Sunday, September 29, 2013

Moro x 2

A double header! I decided to take a week off work at the end of August and thought I might try making a soup for our lunches. It was time for this cookbook, a very special one for us:
Why is it special? Because it was one of the first gifts Katherine gave me! (The inscription is too rude to post here.) We've done recipes from it before, and they have always been rather unusual and introduced new tastes and combinations into our normal cooking routines. This time round was no exception. So, for the soup. I chose "Hassan's celery and white bean soup with tomato and caraway".
The key ingredient of this dish is CELERY. Take one bunch of celery, leaves and all:
Wait no, I'm getting ahead of myself. Start by heating up the cannellini beans:
 Then, while they're heating, cook the chopped celery with lots of olive oil:
Celery pieces are looking too big
Then crush caraway seeds:
And add the seeds to the celery, with garlic and scallions:
Definitely too big
Already looks good, huh? Cook until caramelised, add then add blanched, peeled, seeded, and chopped tomatoes:
  
Still too big
 Then add the beans:
They're not getting any smaller
But the best bit of all comes at the end. Serve the soup in bowls, drizzled with olive oil and lemon juice, accompanied by scallions and black olives, and pita:
Aren't the celery pieces too big?
We had the soup for a couple of lunches, and it was always good. But we agreed that I should have chopped the celery into smaller pieces: some mouthfuls were just too dominated by the celery. (You ended up just chewing away on celery for far too long.)
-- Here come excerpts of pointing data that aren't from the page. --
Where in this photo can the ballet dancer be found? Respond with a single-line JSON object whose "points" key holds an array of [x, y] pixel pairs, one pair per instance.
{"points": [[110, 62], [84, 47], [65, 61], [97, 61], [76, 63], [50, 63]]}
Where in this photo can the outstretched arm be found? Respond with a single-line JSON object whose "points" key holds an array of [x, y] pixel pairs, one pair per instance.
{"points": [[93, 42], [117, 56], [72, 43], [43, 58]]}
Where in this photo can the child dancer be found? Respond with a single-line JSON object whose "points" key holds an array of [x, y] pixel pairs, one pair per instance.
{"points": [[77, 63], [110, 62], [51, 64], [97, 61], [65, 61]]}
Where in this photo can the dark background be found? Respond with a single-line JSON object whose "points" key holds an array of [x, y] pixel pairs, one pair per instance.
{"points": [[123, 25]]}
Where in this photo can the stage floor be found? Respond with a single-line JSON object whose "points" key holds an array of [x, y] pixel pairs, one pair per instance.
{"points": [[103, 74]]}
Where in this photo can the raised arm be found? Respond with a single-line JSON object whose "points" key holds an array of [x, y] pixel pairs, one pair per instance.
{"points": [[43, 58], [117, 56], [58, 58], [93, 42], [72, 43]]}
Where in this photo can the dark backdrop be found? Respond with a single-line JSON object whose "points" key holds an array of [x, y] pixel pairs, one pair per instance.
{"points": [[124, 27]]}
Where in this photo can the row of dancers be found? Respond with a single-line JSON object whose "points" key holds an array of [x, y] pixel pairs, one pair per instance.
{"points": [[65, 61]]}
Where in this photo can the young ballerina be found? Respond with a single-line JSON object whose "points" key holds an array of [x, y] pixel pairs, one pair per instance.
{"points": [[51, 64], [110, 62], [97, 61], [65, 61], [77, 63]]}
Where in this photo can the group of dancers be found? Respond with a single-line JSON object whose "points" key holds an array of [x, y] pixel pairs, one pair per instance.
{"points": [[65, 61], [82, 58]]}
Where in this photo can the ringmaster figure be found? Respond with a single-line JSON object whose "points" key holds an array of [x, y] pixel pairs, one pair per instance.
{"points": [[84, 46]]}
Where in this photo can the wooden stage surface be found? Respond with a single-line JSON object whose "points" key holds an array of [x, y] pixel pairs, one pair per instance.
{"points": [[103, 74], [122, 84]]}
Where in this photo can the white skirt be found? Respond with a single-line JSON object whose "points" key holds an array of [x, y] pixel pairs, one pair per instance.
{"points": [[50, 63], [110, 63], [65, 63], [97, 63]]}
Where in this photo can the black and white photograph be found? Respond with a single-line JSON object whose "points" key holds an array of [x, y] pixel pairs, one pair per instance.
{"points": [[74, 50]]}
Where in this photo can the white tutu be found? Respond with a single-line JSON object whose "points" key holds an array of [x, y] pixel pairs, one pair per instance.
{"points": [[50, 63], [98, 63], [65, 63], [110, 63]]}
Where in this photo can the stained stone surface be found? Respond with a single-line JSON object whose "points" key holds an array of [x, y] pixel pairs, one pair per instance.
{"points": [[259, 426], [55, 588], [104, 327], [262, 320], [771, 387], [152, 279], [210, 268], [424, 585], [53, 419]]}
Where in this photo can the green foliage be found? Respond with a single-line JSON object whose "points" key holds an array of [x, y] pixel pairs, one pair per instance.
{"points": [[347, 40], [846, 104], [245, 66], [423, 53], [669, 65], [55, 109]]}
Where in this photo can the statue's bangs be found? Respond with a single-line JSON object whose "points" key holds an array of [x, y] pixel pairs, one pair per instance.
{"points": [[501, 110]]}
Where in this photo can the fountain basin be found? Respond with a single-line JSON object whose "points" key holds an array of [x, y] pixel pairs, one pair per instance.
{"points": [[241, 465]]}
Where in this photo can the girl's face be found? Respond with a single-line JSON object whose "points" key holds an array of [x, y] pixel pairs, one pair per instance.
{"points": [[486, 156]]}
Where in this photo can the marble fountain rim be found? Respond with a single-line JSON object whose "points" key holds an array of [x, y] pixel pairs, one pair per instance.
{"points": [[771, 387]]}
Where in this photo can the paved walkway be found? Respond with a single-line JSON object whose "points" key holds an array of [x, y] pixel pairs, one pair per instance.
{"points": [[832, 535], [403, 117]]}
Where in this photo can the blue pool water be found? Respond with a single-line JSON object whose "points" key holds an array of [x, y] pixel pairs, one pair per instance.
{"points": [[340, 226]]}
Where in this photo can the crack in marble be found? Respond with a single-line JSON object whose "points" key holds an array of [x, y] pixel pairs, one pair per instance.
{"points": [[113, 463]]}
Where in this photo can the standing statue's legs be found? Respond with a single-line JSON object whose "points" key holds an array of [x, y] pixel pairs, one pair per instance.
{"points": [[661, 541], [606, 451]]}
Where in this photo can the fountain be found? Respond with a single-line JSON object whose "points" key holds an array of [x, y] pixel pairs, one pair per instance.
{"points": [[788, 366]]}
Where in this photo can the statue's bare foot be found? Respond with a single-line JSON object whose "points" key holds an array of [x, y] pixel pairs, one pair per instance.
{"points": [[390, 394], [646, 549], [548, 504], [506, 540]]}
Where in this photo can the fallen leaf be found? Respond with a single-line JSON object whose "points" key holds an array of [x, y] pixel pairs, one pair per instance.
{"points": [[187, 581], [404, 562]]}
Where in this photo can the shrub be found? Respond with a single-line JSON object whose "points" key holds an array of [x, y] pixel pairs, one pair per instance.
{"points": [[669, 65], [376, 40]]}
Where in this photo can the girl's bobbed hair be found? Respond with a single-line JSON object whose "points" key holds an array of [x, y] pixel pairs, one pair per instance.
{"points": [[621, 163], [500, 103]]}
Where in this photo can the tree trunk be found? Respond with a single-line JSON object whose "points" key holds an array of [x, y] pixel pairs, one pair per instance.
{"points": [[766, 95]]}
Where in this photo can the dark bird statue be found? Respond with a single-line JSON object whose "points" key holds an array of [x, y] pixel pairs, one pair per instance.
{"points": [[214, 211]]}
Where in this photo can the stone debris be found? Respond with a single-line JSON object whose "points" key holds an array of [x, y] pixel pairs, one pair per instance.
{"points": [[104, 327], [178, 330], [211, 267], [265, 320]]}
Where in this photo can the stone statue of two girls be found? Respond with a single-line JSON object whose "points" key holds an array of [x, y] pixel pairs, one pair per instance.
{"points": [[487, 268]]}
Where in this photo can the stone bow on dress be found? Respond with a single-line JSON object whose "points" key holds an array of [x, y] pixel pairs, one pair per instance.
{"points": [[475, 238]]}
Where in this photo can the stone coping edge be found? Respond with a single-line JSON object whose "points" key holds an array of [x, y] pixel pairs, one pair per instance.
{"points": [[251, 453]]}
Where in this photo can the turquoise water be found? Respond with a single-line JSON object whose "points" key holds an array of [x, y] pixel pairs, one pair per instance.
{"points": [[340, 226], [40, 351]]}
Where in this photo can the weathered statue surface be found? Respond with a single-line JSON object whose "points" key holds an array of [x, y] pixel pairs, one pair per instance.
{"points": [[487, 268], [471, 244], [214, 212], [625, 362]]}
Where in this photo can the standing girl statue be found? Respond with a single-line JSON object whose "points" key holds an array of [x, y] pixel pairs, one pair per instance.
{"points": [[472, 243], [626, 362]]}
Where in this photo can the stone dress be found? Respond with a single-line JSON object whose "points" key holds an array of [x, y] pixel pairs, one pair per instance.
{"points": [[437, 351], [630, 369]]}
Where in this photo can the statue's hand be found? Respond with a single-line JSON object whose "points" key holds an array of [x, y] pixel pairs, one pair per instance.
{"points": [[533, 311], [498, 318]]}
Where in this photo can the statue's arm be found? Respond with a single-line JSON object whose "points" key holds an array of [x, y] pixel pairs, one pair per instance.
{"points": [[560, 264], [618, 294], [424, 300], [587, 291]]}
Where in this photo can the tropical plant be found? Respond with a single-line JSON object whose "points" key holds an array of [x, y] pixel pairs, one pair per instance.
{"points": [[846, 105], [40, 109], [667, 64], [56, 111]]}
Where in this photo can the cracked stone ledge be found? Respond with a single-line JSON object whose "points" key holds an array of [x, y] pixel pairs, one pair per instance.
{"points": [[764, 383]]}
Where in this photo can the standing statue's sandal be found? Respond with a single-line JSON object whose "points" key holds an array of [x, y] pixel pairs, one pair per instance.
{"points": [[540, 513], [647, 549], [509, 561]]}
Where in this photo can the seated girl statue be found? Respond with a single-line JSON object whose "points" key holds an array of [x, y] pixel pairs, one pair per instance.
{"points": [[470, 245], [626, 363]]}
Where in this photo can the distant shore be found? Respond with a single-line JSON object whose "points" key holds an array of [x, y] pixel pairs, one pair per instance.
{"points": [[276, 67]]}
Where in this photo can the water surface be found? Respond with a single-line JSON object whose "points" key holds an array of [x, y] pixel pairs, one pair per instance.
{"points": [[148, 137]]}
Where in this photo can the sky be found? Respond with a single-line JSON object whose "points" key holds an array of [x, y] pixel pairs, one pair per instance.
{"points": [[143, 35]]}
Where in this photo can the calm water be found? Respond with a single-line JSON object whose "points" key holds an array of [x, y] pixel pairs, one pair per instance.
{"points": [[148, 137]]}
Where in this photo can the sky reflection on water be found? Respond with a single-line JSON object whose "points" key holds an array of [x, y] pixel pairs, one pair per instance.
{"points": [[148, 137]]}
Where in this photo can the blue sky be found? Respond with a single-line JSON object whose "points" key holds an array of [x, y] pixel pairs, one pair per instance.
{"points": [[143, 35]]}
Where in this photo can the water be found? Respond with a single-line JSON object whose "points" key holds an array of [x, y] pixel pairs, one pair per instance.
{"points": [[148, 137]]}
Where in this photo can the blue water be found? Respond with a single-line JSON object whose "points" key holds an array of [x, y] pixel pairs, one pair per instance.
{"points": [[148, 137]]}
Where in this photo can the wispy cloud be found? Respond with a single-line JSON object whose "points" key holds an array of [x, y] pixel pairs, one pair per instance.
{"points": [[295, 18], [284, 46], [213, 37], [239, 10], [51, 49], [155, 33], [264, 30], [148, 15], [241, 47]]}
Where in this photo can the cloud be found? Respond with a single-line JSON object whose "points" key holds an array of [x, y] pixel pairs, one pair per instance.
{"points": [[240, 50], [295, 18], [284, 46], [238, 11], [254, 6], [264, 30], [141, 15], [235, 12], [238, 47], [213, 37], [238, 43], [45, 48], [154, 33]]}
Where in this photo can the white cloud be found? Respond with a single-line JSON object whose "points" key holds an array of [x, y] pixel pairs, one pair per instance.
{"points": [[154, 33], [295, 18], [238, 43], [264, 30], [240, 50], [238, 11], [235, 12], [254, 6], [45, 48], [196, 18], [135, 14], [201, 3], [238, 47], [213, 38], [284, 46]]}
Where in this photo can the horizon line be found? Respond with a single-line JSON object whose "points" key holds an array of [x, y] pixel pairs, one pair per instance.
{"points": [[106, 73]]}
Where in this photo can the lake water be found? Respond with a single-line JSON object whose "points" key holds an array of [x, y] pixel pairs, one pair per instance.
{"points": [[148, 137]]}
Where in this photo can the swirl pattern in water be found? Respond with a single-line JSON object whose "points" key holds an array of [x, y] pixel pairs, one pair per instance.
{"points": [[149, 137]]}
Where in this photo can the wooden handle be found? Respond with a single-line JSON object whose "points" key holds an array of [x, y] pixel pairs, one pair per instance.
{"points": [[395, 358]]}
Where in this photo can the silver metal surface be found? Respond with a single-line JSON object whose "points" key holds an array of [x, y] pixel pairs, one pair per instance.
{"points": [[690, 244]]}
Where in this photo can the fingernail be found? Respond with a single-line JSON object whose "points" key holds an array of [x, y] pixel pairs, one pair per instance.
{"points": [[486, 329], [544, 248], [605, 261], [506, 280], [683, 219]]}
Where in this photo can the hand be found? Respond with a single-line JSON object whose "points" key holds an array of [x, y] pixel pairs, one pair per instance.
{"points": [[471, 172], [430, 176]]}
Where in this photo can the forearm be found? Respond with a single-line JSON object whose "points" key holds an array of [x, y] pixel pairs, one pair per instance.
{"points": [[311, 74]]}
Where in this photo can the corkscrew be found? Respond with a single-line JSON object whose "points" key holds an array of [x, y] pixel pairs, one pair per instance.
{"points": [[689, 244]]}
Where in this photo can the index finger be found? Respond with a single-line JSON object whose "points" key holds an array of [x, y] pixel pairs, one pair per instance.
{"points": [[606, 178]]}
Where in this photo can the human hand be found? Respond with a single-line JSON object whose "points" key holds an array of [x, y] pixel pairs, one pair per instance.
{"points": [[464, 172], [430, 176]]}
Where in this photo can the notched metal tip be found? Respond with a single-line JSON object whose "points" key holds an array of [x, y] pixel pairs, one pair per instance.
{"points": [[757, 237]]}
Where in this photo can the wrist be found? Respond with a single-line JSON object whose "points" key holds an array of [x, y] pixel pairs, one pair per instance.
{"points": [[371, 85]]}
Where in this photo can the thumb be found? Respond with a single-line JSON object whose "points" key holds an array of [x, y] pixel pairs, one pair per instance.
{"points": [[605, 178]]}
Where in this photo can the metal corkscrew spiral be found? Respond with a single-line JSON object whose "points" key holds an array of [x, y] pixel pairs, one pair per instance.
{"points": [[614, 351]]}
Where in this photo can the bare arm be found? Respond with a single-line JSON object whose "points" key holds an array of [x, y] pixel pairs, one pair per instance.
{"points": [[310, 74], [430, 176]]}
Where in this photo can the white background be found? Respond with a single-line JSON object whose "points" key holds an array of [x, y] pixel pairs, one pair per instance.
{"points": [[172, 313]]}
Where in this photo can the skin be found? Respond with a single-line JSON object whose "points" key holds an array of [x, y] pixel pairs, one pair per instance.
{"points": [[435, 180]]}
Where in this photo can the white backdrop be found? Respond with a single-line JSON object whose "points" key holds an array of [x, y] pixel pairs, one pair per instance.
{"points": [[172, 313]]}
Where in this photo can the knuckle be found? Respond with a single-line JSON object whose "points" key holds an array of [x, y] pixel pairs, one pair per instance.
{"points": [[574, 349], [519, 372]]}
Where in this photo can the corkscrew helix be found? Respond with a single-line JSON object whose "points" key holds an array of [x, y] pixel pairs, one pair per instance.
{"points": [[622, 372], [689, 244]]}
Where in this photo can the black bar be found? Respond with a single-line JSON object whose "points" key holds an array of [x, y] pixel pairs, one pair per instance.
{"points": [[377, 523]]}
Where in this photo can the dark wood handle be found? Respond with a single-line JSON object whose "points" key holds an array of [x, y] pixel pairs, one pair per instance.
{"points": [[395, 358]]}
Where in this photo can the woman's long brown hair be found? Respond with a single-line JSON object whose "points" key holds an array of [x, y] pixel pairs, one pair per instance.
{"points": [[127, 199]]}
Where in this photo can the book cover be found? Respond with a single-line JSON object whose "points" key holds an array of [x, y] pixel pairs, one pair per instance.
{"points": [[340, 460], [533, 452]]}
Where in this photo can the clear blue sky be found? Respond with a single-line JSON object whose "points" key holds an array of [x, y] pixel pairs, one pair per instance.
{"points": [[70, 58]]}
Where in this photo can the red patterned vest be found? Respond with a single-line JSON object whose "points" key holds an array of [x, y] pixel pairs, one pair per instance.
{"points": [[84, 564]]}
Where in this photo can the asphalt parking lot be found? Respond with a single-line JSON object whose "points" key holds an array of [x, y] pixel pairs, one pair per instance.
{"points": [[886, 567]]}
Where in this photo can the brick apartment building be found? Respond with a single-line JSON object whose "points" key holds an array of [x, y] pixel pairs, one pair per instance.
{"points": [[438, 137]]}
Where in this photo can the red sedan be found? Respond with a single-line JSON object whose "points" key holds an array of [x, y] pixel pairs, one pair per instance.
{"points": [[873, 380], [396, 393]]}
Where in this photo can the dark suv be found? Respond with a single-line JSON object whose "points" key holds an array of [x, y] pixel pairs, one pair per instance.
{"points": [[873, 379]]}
Anyway, the soup was just a teaser. The main event was another recipe, Chicken and Prawn Romesco:
The basic idea behind this dish is braised chicken thighs with shrimp, in a tomato and paprika sauce mixed with crispy garlic and crushed almonds. Take your seasoned chicken pieces:
and brown them:
Then slice the garlic:
 and brown it:
This dish requires many different elements, as you can tell. Next, you take onions and, yes, brown them:
Next it's the shrimp's turn. Peel and devein the shrimp:
Then brown them - no, don't brown them! The recipe actually calls for pre-cooked Atlantic prawns to be thrown in at the last minute. Well, you just can't get small shrimp here in the States. Who would want to eat them when you have Gigantic Jumbo King shrimp? To prepare them, I made a quick stock with the shells:
And then poached the shrimp in it:
Next, take some fresh tomatoes and peel them:
Chop, and add them, with the onions (and paprika) to the chicken, along with other nice things, including brandy and bay leaves, and some shrimp stock:
This is a very long recipe. Now for the most interesting part of the dish. Make a picada by blending almonds and the garlic:
In case it's not obvious, these are the almonds before going into the blender...
Then stir the picada into the dish, add the shrimp, cook some rice, cook some broccoli, and you're ready:
That was a lot of work. The result was a typical Moro dish: lots of lovely flavours which sit on top of each other and vie for attention on the palate but which don't integrate (and maybe aren't even supposed to). Definitely one to try again, I think, not least because we eat a lot of chicken and it's good to vary the way we prepare it!